When using "hnsw", an index is created based on the vector_function you choose, so subsequent queries should keep using the same vector similarity function in order to take advantage of the index. You can tune index creation through hnsw_index_creation_kwargs (see the pgvector documentation).

Metadata Filtering

The AlloyDBDocumentStore fully supports comparison operators (==, !=, >, >=, <, <=, in, not in, like, not like) and the logical operators AND and OR. The like and not like operators are PostgreSQL-specific extensions to the standard Haystack filter syntax and map to the SQL LIKE / NOT LIKE pattern-matching operators.
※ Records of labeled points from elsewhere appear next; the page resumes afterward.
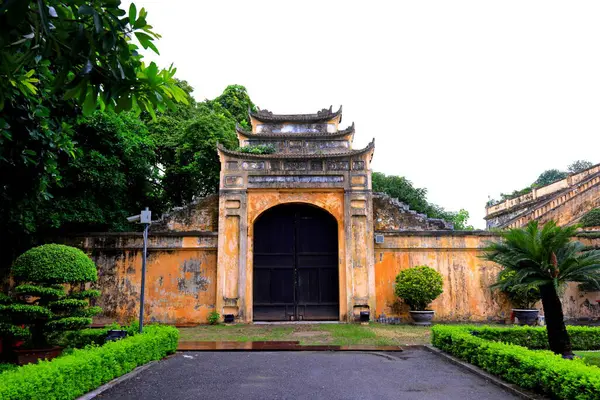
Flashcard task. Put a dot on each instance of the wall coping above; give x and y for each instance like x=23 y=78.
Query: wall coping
x=150 y=234
x=438 y=233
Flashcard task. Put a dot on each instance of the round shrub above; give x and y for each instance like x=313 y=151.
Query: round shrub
x=592 y=218
x=54 y=263
x=419 y=286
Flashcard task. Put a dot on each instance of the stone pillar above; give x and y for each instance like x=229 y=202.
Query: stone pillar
x=359 y=252
x=232 y=249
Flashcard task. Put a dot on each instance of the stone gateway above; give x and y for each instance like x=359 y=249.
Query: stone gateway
x=291 y=236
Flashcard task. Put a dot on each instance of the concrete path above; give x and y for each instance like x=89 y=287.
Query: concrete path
x=412 y=374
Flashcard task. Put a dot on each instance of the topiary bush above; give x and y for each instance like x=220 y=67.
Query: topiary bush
x=49 y=298
x=419 y=286
x=591 y=218
x=74 y=374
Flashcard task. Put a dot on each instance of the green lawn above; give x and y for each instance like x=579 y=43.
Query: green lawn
x=312 y=334
x=589 y=357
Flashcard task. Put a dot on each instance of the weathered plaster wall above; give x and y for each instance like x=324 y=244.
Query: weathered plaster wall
x=180 y=277
x=390 y=214
x=200 y=215
x=467 y=278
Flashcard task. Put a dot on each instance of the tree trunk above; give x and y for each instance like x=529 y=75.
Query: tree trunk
x=558 y=337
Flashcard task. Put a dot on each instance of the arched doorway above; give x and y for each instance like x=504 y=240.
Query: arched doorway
x=295 y=264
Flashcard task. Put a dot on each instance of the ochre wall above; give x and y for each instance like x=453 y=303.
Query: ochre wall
x=181 y=273
x=180 y=276
x=467 y=278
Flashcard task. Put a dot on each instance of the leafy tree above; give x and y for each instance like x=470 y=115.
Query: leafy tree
x=187 y=139
x=550 y=176
x=40 y=309
x=547 y=258
x=579 y=165
x=57 y=61
x=418 y=286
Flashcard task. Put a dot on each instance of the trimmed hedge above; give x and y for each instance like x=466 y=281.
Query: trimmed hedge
x=539 y=370
x=582 y=337
x=75 y=374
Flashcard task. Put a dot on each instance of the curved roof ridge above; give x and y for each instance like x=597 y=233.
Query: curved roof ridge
x=348 y=130
x=320 y=116
x=347 y=153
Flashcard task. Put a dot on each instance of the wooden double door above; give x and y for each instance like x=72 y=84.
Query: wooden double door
x=295 y=264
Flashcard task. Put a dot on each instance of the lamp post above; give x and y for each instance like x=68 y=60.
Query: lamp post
x=145 y=217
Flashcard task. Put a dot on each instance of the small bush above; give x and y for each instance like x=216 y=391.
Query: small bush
x=214 y=317
x=54 y=263
x=75 y=374
x=592 y=218
x=419 y=286
x=582 y=337
x=538 y=370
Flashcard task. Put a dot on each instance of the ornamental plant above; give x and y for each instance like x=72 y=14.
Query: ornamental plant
x=547 y=257
x=49 y=297
x=419 y=286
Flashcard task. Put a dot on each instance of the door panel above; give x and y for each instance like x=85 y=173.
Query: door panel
x=295 y=265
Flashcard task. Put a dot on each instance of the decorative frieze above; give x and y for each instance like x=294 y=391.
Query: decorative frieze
x=253 y=165
x=316 y=165
x=358 y=165
x=232 y=166
x=233 y=181
x=338 y=165
x=295 y=179
x=294 y=165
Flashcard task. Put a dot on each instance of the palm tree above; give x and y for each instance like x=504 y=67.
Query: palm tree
x=547 y=258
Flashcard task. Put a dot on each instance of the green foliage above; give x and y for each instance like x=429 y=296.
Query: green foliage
x=33 y=290
x=521 y=296
x=68 y=324
x=579 y=165
x=41 y=304
x=545 y=178
x=4 y=299
x=402 y=189
x=550 y=176
x=418 y=286
x=214 y=318
x=59 y=60
x=54 y=263
x=546 y=258
x=75 y=374
x=536 y=338
x=85 y=294
x=257 y=149
x=536 y=370
x=591 y=218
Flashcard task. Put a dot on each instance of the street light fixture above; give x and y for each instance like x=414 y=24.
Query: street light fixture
x=145 y=217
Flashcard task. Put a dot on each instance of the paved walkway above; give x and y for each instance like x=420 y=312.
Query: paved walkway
x=412 y=374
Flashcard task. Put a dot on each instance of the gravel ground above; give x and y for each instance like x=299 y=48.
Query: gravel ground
x=412 y=374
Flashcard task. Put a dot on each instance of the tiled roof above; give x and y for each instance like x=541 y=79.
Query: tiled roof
x=346 y=153
x=320 y=116
x=324 y=135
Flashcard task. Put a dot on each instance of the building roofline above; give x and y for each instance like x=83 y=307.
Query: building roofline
x=325 y=135
x=320 y=116
x=296 y=156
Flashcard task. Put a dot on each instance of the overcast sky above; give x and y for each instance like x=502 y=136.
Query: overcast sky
x=465 y=98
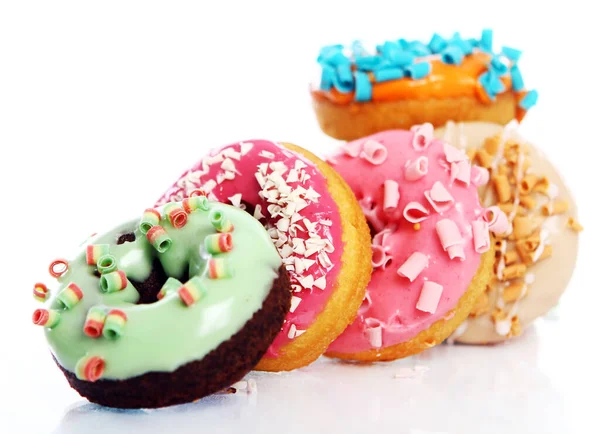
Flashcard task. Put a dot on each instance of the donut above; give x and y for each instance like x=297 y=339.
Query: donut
x=317 y=226
x=165 y=309
x=536 y=259
x=403 y=83
x=431 y=244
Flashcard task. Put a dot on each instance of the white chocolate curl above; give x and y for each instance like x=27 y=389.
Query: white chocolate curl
x=450 y=238
x=391 y=195
x=423 y=136
x=496 y=220
x=481 y=236
x=439 y=198
x=416 y=169
x=430 y=296
x=414 y=212
x=479 y=176
x=374 y=152
x=413 y=266
x=352 y=148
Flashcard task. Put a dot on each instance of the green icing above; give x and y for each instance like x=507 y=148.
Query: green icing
x=166 y=334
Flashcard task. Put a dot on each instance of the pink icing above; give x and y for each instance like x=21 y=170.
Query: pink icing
x=391 y=301
x=496 y=220
x=312 y=261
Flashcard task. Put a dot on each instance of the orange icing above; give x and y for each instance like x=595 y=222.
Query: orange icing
x=444 y=81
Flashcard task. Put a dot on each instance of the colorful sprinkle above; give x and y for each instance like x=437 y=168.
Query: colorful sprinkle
x=94 y=252
x=176 y=215
x=58 y=267
x=159 y=238
x=107 y=264
x=94 y=322
x=363 y=86
x=219 y=221
x=150 y=218
x=197 y=192
x=218 y=243
x=418 y=70
x=89 y=368
x=113 y=282
x=46 y=318
x=114 y=324
x=171 y=285
x=529 y=100
x=219 y=268
x=40 y=292
x=191 y=291
x=70 y=295
x=327 y=77
x=388 y=74
x=452 y=55
x=517 y=78
x=487 y=36
x=193 y=203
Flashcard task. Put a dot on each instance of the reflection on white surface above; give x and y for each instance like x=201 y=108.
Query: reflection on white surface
x=450 y=389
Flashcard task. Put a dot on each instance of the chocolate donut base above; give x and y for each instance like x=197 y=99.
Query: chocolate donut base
x=220 y=368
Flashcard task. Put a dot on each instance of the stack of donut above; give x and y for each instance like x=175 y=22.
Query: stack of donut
x=264 y=256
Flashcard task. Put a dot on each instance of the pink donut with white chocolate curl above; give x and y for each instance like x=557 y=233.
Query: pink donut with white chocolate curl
x=427 y=249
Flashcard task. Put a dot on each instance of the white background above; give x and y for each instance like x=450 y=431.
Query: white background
x=104 y=103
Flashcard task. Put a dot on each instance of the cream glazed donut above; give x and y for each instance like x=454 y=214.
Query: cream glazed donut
x=431 y=241
x=536 y=258
x=317 y=226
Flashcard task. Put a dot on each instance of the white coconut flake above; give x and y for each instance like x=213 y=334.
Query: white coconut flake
x=285 y=251
x=257 y=212
x=236 y=200
x=266 y=154
x=321 y=283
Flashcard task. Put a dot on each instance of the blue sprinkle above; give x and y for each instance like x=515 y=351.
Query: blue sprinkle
x=486 y=40
x=452 y=55
x=327 y=77
x=363 y=87
x=529 y=100
x=512 y=53
x=388 y=74
x=499 y=67
x=418 y=70
x=368 y=63
x=401 y=58
x=516 y=78
x=418 y=48
x=329 y=52
x=344 y=74
x=437 y=43
x=465 y=46
x=358 y=50
x=473 y=42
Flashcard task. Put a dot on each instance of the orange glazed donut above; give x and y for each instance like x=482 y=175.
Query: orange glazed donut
x=317 y=226
x=403 y=83
x=431 y=246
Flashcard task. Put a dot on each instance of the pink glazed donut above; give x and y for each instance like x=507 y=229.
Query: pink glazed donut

The NOT logical operator is not supported. Because every comparison operator already has a negated counterpart (==/!=, in/not in, like/not like), any filter expressible with NOT around a single condition can be rewritten by inverting the comparison operator instead. To negate a nested AND/OR group, apply De Morgan's laws — for example, NOT (A AND B) becomes (NOT A) OR (NOT B), where each NOT A / NOT B is expressed via the inverted comparison.

For more details on filter syntax, refer to Metadata Filtering.

Supported Retrievers

  • AlloyDBEmbeddingRetriever: An embedding-based Retriever that fetches Documents from the Document Store based on a query embedding.
  • AlloyDBKeywordRetriever: A keyword-based Retriever that fetches Documents matching a query using PostgreSQL full-text search.